Não se trata de es­co­lher, entre tudo quanto se viu e ouviu, o que terá sido mais im­por­tante, sig­ni­fi­ca­tivo ou es­cla­re­cedor, o que aliás podia ser de uma di­fi­cul­dade di­fícil de transpor, mas po­derá de­certo re­gistar-se que, no de­curso de uma con­versa ha­vida num desses pro­gramas com Vasco Lou­renço, este re­feriu que Spí­nola obrigou a que, como con­dição para que acei­tasse en­ca­beçar a vi­tória al­can­çada pelo Mo­vi­mento das Forças Ar­madas, fosse eli­mi­nado do seu pro­grama o re­co­nhe­ci­mento do di­reito à au­to­de­ter­mi­nação dos povos das co­ló­nias.

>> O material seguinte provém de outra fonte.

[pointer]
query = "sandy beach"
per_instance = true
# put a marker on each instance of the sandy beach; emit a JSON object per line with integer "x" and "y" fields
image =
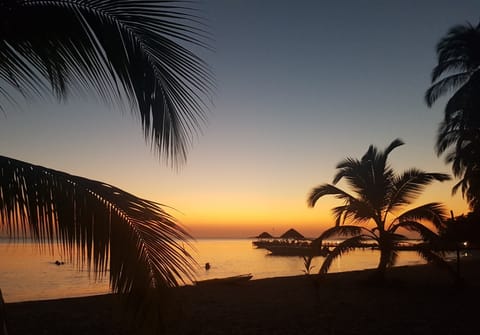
{"x": 414, "y": 300}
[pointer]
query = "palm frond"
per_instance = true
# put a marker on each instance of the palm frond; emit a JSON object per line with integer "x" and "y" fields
{"x": 343, "y": 231}
{"x": 410, "y": 184}
{"x": 118, "y": 49}
{"x": 323, "y": 190}
{"x": 425, "y": 233}
{"x": 433, "y": 212}
{"x": 98, "y": 225}
{"x": 341, "y": 249}
{"x": 354, "y": 211}
{"x": 444, "y": 86}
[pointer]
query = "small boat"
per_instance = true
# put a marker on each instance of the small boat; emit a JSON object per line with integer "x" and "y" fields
{"x": 226, "y": 280}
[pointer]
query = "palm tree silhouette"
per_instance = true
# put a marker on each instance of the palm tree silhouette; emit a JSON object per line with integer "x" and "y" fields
{"x": 458, "y": 70}
{"x": 378, "y": 193}
{"x": 128, "y": 52}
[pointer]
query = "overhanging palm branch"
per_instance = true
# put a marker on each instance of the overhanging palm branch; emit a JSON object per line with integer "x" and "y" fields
{"x": 99, "y": 225}
{"x": 118, "y": 49}
{"x": 341, "y": 249}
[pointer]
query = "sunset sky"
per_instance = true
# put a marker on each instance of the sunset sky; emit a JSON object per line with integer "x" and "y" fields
{"x": 300, "y": 86}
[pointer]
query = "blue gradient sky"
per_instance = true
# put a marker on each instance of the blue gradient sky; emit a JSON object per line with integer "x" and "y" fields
{"x": 301, "y": 85}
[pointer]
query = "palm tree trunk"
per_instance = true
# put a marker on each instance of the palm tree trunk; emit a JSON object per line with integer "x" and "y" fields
{"x": 3, "y": 317}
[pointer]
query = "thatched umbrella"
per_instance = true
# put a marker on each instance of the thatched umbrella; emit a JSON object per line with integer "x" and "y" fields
{"x": 292, "y": 234}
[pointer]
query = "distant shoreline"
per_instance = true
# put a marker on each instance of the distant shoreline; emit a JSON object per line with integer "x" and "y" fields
{"x": 417, "y": 299}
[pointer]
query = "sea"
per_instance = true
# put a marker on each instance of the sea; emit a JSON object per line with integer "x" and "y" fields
{"x": 26, "y": 273}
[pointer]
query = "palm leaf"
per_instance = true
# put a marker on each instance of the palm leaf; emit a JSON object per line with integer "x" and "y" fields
{"x": 433, "y": 212}
{"x": 326, "y": 189}
{"x": 410, "y": 184}
{"x": 444, "y": 86}
{"x": 343, "y": 231}
{"x": 341, "y": 249}
{"x": 117, "y": 49}
{"x": 99, "y": 225}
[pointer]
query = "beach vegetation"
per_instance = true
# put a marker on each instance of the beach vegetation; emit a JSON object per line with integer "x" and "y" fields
{"x": 133, "y": 55}
{"x": 458, "y": 136}
{"x": 374, "y": 212}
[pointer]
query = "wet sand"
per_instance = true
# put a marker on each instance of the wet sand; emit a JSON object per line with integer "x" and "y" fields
{"x": 414, "y": 300}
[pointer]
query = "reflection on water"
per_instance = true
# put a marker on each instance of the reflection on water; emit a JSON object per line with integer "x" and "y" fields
{"x": 27, "y": 275}
{"x": 238, "y": 256}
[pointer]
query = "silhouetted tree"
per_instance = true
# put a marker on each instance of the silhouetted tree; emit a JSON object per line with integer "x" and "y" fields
{"x": 458, "y": 70}
{"x": 370, "y": 212}
{"x": 123, "y": 51}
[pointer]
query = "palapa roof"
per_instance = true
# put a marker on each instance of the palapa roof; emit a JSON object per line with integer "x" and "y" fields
{"x": 293, "y": 234}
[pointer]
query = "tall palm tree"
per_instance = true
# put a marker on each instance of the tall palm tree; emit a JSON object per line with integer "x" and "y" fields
{"x": 369, "y": 212}
{"x": 458, "y": 70}
{"x": 125, "y": 51}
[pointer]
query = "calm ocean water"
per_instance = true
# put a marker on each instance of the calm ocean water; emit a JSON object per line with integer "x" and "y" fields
{"x": 28, "y": 275}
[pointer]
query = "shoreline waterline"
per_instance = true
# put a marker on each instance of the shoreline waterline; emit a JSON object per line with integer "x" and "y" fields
{"x": 27, "y": 275}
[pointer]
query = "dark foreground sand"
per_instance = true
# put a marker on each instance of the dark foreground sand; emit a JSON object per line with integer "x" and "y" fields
{"x": 415, "y": 300}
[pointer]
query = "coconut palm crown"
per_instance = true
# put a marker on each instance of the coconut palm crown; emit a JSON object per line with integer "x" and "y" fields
{"x": 130, "y": 53}
{"x": 120, "y": 50}
{"x": 369, "y": 212}
{"x": 458, "y": 137}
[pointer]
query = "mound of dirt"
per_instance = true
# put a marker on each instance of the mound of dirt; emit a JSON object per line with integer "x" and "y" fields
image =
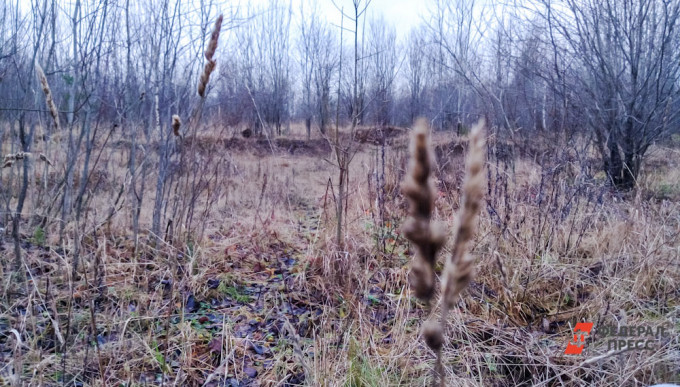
{"x": 263, "y": 146}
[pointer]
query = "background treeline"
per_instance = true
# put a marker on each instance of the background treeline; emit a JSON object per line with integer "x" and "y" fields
{"x": 604, "y": 72}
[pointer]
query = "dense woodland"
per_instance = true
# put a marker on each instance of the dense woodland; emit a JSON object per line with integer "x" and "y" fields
{"x": 150, "y": 147}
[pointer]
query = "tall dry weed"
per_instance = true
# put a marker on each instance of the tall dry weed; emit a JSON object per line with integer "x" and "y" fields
{"x": 429, "y": 237}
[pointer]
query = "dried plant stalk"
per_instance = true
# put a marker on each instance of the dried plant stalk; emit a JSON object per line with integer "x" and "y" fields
{"x": 418, "y": 228}
{"x": 176, "y": 124}
{"x": 458, "y": 270}
{"x": 48, "y": 95}
{"x": 209, "y": 52}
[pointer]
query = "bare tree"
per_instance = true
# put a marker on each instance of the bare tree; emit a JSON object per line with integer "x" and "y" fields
{"x": 627, "y": 73}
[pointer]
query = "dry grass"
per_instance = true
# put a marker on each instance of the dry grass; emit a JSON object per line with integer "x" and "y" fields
{"x": 260, "y": 299}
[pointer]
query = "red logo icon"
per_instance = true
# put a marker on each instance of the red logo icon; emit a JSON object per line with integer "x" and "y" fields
{"x": 581, "y": 331}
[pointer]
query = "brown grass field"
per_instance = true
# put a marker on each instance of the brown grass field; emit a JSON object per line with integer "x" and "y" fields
{"x": 262, "y": 296}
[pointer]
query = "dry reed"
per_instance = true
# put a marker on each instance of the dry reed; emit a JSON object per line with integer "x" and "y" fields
{"x": 209, "y": 52}
{"x": 48, "y": 95}
{"x": 176, "y": 124}
{"x": 418, "y": 228}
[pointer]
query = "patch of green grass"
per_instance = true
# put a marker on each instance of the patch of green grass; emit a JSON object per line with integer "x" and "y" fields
{"x": 234, "y": 292}
{"x": 361, "y": 373}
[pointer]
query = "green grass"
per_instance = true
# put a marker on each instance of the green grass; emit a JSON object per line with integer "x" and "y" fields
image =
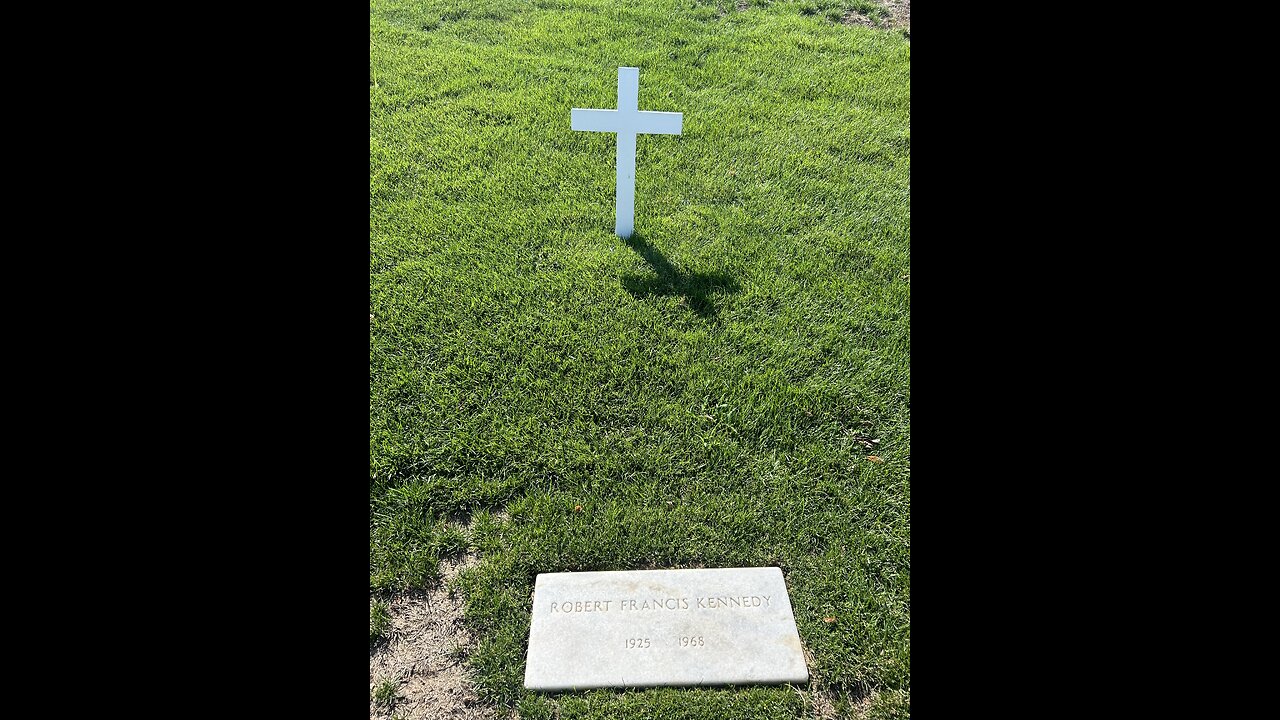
{"x": 709, "y": 391}
{"x": 379, "y": 621}
{"x": 385, "y": 693}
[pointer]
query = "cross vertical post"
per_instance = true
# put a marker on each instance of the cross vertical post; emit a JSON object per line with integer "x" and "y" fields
{"x": 625, "y": 197}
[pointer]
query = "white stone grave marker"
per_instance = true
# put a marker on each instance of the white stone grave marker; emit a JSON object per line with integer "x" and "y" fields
{"x": 644, "y": 628}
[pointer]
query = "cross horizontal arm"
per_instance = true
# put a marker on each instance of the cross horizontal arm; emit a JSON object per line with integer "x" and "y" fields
{"x": 659, "y": 123}
{"x": 593, "y": 121}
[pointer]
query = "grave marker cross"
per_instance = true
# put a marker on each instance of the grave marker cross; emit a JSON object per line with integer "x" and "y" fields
{"x": 626, "y": 121}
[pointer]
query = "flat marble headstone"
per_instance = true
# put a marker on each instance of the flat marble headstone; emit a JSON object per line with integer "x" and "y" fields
{"x": 643, "y": 628}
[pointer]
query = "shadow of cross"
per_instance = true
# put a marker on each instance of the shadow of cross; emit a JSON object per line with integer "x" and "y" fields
{"x": 695, "y": 287}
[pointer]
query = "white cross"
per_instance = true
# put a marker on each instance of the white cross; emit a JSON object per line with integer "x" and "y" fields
{"x": 626, "y": 121}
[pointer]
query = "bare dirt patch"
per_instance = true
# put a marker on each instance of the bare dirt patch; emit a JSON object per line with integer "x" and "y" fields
{"x": 900, "y": 13}
{"x": 425, "y": 656}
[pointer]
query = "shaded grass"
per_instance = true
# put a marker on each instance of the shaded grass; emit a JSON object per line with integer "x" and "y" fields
{"x": 707, "y": 391}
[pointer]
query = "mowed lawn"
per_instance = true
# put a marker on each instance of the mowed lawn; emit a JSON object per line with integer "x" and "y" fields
{"x": 730, "y": 387}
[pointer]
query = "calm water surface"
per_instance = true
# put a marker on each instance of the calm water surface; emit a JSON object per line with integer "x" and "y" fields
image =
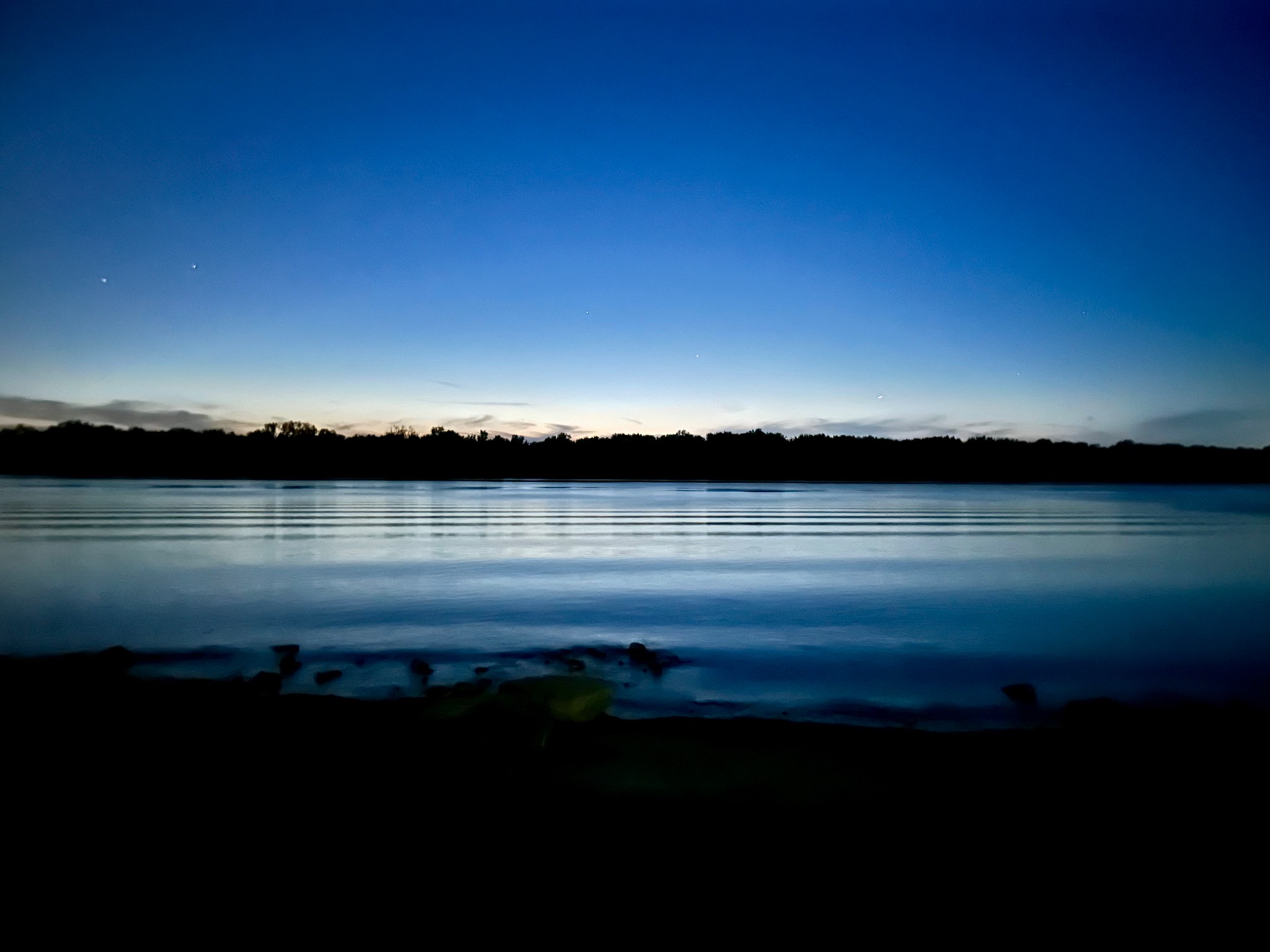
{"x": 821, "y": 601}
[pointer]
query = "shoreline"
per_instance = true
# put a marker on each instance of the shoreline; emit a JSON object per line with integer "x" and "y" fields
{"x": 239, "y": 749}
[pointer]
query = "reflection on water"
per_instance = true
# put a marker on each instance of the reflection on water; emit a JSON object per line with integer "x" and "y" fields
{"x": 790, "y": 597}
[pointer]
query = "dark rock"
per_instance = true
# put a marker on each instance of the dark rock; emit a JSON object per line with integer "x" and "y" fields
{"x": 1023, "y": 695}
{"x": 644, "y": 658}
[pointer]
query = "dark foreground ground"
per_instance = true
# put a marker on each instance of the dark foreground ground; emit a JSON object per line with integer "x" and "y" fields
{"x": 231, "y": 770}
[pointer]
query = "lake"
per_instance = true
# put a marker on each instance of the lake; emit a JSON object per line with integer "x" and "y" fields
{"x": 870, "y": 603}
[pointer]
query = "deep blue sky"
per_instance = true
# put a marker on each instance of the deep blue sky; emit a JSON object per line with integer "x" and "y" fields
{"x": 527, "y": 218}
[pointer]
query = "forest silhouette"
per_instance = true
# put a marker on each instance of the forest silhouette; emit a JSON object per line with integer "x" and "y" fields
{"x": 296, "y": 450}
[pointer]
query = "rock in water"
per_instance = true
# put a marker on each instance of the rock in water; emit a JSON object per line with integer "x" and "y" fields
{"x": 1023, "y": 695}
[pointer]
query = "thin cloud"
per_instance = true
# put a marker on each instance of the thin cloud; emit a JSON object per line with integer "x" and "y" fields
{"x": 898, "y": 427}
{"x": 117, "y": 413}
{"x": 1213, "y": 427}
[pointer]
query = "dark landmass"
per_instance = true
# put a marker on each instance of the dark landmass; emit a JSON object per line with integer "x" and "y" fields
{"x": 92, "y": 749}
{"x": 295, "y": 451}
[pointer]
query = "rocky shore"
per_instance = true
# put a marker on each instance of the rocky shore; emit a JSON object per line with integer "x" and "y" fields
{"x": 91, "y": 747}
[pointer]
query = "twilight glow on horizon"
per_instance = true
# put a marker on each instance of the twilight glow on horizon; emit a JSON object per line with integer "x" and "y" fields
{"x": 535, "y": 218}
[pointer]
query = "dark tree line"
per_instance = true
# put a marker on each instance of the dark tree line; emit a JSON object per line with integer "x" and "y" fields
{"x": 303, "y": 451}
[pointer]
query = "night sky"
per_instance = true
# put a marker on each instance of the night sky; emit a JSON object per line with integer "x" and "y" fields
{"x": 1033, "y": 220}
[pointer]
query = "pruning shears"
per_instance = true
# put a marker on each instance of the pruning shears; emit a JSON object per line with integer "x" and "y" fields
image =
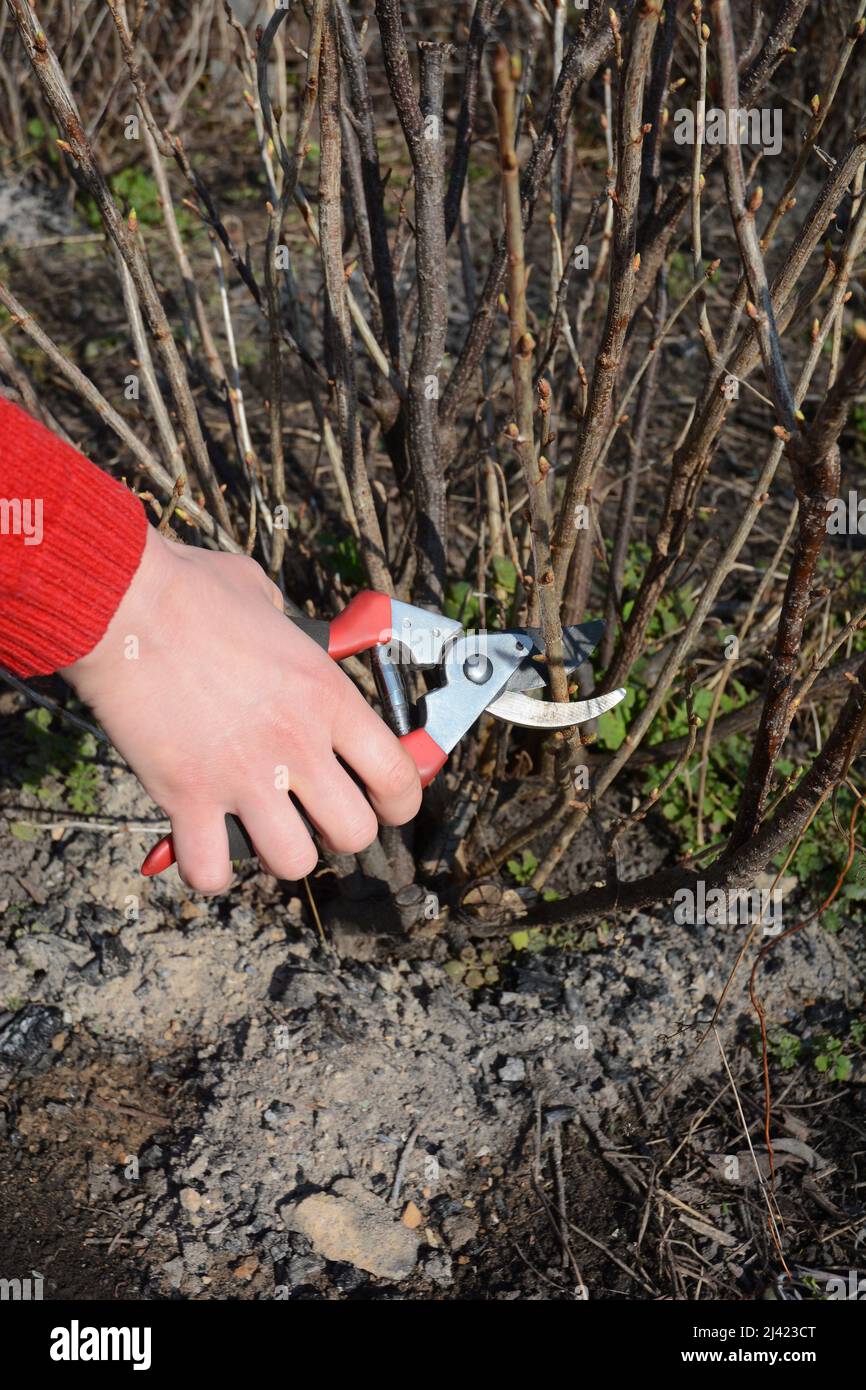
{"x": 477, "y": 672}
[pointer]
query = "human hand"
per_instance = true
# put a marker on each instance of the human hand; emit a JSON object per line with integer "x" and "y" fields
{"x": 217, "y": 701}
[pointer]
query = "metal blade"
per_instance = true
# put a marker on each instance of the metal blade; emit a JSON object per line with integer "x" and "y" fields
{"x": 578, "y": 644}
{"x": 537, "y": 713}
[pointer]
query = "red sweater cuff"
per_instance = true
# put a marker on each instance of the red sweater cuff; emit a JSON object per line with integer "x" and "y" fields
{"x": 71, "y": 540}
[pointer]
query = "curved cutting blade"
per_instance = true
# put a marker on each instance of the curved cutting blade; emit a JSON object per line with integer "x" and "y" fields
{"x": 537, "y": 713}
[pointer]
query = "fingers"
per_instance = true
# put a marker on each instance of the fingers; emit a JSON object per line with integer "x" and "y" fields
{"x": 389, "y": 774}
{"x": 200, "y": 845}
{"x": 339, "y": 809}
{"x": 280, "y": 837}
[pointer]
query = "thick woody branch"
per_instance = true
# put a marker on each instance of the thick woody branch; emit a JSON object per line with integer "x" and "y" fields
{"x": 742, "y": 217}
{"x": 125, "y": 238}
{"x": 815, "y": 463}
{"x": 594, "y": 427}
{"x": 331, "y": 238}
{"x": 534, "y": 467}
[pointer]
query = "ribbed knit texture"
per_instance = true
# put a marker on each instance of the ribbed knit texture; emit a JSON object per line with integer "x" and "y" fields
{"x": 59, "y": 595}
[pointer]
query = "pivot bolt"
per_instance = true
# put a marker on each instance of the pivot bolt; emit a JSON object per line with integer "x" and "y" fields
{"x": 477, "y": 669}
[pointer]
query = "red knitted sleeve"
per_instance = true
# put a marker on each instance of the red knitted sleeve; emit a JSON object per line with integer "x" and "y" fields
{"x": 71, "y": 540}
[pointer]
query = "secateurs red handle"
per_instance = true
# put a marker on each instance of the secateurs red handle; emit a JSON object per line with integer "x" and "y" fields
{"x": 364, "y": 623}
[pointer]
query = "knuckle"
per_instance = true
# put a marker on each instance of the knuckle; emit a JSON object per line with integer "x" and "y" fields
{"x": 356, "y": 834}
{"x": 399, "y": 777}
{"x": 209, "y": 879}
{"x": 299, "y": 863}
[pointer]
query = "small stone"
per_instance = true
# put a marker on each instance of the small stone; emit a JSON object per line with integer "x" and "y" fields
{"x": 459, "y": 1230}
{"x": 513, "y": 1069}
{"x": 438, "y": 1268}
{"x": 350, "y": 1225}
{"x": 305, "y": 1269}
{"x": 412, "y": 1216}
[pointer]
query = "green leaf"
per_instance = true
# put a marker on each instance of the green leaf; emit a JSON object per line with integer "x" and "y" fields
{"x": 22, "y": 831}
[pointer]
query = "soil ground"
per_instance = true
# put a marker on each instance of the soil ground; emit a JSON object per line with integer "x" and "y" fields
{"x": 180, "y": 1077}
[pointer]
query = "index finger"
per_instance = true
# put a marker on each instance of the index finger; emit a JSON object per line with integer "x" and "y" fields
{"x": 389, "y": 774}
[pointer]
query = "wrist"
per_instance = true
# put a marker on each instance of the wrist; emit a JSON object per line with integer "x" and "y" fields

E mais disse Vasco Lou­renço: que dessa su­pressão re­sultou o pros­se­gui­mento da guerra co­lo­nial nas suas três frentes e que esses meses de com­bates já sem sen­tido, for­çados pela ar­ro­gância de um ge­neral am­bi­cioso, ti­veram o preço de cerca de qua­tro­centos mi­li­tares por­tu­gueses mortos. É claro que há outra ma­neira de o di­zermos: que An­tónio Spí­nola, ge­neral ata­fu­lhado de auto-es­tima, de cur­rí­culo an­te­rior mar­cado pela pre­sença como ob­ser­vador ao lado das tropas nazis na in­vasão da URSS, or­na­men­tado de mo­nó­culo à prus­siana, forçou se­manas de guerra que ma­taram inu­til­mente perto de qua­tro­centos por­tu­gueses. Cabe lem­brar que, al­guns meses de­pois, Spí­nola tentou um golpe que pa­ra­li­sasse o per­curso de Abril, causou então a morte de mais al­gumas vidas por­tu­guesas e fugiu com ma­te­rial mi­litar rou­bado para pro­curar apoio na Es­panha de Fran­cisco Franco. E lem­brar mais: que, não obs­tante tudo isto e algo mais (de­sig­na­da­mente as suas ten­ta­tivas para, de­pois do 25 de Abril, manter nos cár­ceres al­guns presos an­ti­fas­cistas e re­cusar a le­ga­li­zação do PCP), haver na ca­pital de Por­tugal uma ave­nida cujo to­pó­nimo o ho­me­na­geia. O que com­prova a uti­li­dade das pa­la­vras de Vasco Lou­renço para que não nos en­ga­nemos na ava­li­ação do pas­sado, ainda que apenas em re­la­tivos por­me­nores. O povo por­tu­guês já teve, ao longo das dé­cadas do fas­cismo, uma pe­sada conta de em­bustes que lhe foram im­pin­gidos, a maior parte deles de uma gra­vi­dade cri­mi­nosa, ou­tros talvez re­la­ti­va­mente se­cun­dá­rios. De qual­quer modo, dis­pensam-se os per­pe­trados já em clima de li­ber­dade e Vasco Lou­renço ajudou a com­pletar um ima­gi­nário re­trato do ma­re­chal An­tónio Spí­nola.